Nor is it just with foodstuffs. The same sanctions are preventing Russian exports of fertiliser, essential for farmers across the globe, and particularly in developing economies, where they do not have domestic production. But, also, the sanctions on Russian oil and gas exports have caused oil and gas prices to rise astronomically, meaning that feedstock for CO2, required for fertiliser production has also become too expensive for many producers.
On Bloomberg on Wednesday, Ed Morse, Global Head of Commodities Research, at Citigroup, said that we actually have a global oversupply of crude oil. The reason we have a spike in oil prices is the NATO sanctions on Russian oil exports. And, whilst the hapless Biden bemoans rising energy prices in the US, as petrol prices have hit record levels, hitting drivers, and the delivery system, it is Biden's own sanctions against Russia that has created it!
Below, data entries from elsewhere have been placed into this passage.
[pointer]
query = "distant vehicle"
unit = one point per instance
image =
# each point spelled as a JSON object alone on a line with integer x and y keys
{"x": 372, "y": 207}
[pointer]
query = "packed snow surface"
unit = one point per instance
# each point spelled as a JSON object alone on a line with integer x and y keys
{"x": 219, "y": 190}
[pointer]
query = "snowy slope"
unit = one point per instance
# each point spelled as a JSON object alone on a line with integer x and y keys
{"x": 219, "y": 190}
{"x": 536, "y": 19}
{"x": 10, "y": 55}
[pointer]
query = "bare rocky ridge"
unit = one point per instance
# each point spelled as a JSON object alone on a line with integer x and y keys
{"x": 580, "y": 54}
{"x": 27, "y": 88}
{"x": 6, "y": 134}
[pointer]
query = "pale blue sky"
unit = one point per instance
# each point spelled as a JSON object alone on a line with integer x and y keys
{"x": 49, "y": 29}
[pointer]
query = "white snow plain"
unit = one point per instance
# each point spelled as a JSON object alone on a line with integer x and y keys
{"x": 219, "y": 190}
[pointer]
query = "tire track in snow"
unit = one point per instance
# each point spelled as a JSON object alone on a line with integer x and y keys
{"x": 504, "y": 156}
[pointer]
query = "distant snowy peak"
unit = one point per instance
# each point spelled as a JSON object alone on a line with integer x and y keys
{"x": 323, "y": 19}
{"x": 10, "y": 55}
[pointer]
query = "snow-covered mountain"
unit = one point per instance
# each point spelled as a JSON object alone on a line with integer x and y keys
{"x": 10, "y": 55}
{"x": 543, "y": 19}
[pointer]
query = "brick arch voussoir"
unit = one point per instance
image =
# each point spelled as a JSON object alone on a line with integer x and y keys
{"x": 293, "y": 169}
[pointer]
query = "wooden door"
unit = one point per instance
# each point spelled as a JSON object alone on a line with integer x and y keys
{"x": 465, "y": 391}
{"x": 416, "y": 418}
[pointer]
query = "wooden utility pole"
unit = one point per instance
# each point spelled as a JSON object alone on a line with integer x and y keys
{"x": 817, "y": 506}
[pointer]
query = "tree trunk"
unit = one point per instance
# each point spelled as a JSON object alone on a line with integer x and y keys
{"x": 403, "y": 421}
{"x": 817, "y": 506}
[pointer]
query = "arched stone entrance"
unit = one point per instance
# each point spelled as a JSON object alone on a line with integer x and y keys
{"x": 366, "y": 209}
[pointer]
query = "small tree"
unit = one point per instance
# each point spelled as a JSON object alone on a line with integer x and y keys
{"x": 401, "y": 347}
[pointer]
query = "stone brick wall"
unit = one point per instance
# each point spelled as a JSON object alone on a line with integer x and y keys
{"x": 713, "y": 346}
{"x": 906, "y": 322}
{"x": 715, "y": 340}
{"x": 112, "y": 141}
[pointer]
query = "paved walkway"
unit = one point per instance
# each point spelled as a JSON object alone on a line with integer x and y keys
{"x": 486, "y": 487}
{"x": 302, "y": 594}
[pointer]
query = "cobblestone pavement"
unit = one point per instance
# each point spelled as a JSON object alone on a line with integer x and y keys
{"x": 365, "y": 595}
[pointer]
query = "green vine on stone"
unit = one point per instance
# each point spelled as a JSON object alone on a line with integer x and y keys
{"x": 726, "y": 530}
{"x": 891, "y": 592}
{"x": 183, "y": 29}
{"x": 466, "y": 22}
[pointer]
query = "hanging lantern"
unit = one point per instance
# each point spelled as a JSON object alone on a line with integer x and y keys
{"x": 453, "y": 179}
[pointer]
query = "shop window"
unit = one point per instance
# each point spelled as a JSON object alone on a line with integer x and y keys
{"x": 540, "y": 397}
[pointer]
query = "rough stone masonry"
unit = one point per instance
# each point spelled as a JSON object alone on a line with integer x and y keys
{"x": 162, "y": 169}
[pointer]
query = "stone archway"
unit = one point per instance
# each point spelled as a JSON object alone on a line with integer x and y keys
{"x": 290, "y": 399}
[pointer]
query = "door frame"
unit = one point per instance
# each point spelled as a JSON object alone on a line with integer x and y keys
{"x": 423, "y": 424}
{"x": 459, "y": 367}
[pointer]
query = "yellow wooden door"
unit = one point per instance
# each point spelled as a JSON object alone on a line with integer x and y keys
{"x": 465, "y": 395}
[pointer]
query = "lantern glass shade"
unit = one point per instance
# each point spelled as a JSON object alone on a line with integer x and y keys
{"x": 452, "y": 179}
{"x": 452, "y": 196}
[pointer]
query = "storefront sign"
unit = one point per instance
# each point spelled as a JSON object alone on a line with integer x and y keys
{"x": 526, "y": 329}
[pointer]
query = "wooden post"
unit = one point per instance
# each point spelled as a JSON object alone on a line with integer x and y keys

Morse says, that, across the globe, customers sought alternatives to Russian Urals Crude, and could not find it, other than from the US, which then responded to the higher prices, by increasing its exports of oil by around 2 million b/d, which then drew down US oil inventories, and led to higher domestic fuel prices. Before US sanctions against Russia, oil and gas prices were rising, because, as the global economy emerged from the idiocy of lockdowns, all of the liquidity that had been pumped into it, in the previous two years, in income replacement schemes, flooded out into expanded monetary demand, and suppliers could not increase supply fast enough, so that the liquidity fed into rising prices for everything, including all those primary products whose supply is most difficult to increase quickly.
But, even then, prices rose from around $50-60, where they had been for some time, only to around $70-80. It is the NATO sanctions that have pushed oil prices to $120, with the potential for them to go higher. Who is hurt by that? Not Russian oligarchs, or Putin, because, Russia still manages to sell oil to China, and, elsewhere, even if it has lost markets in Europe, and elsewhere, but, now does so at much higher prices, selling at around $90-100 a barrel.
The people who suffer are the developing economies who find that they must now pay much higher prices for vital energy, and who now find that things like fertiliser are not available, or else available only at exorbitant prices. Those who suffer are European countries which, in order to play second fiddle to US imperialism, have voluntarily reduced their imports of Russian oil, crippling their economies, whilst the US takes advantage of the situation to charge higher prices, and to become the world's top exporter of oil. It is European workers who have seen petrol prices rocket, heating oil prices rocket, and gas prices rise by 1000%, at one point!
But, its not just European workers, and workers and peasants in developing economies that have suffered from NATO's economic war against Russia, it is US workers too. They have also seen petrol prices soar, even if to levels that Europeans would love to be able to enjoy. And, those much higher prices for petrol in the US, also feed through into distribution costs for food and other commodities, contributing yet more to the soaring levels of inflation being seen in the US, as the oceans of liquidity that previously hyper-inflated asset prices, now flood out into the real economy. What do the speculators want in response to that inflation? They want the state to cause another recession to stop workers demanding higher wages, as unemployment rises, and to stop interest rates rising to stop asset prices crashing!
Who has benefited? It is, of course, the US oil majors, who, as Morse, says, have coined it in, as a result of NATO sanctions against Russian oil exports.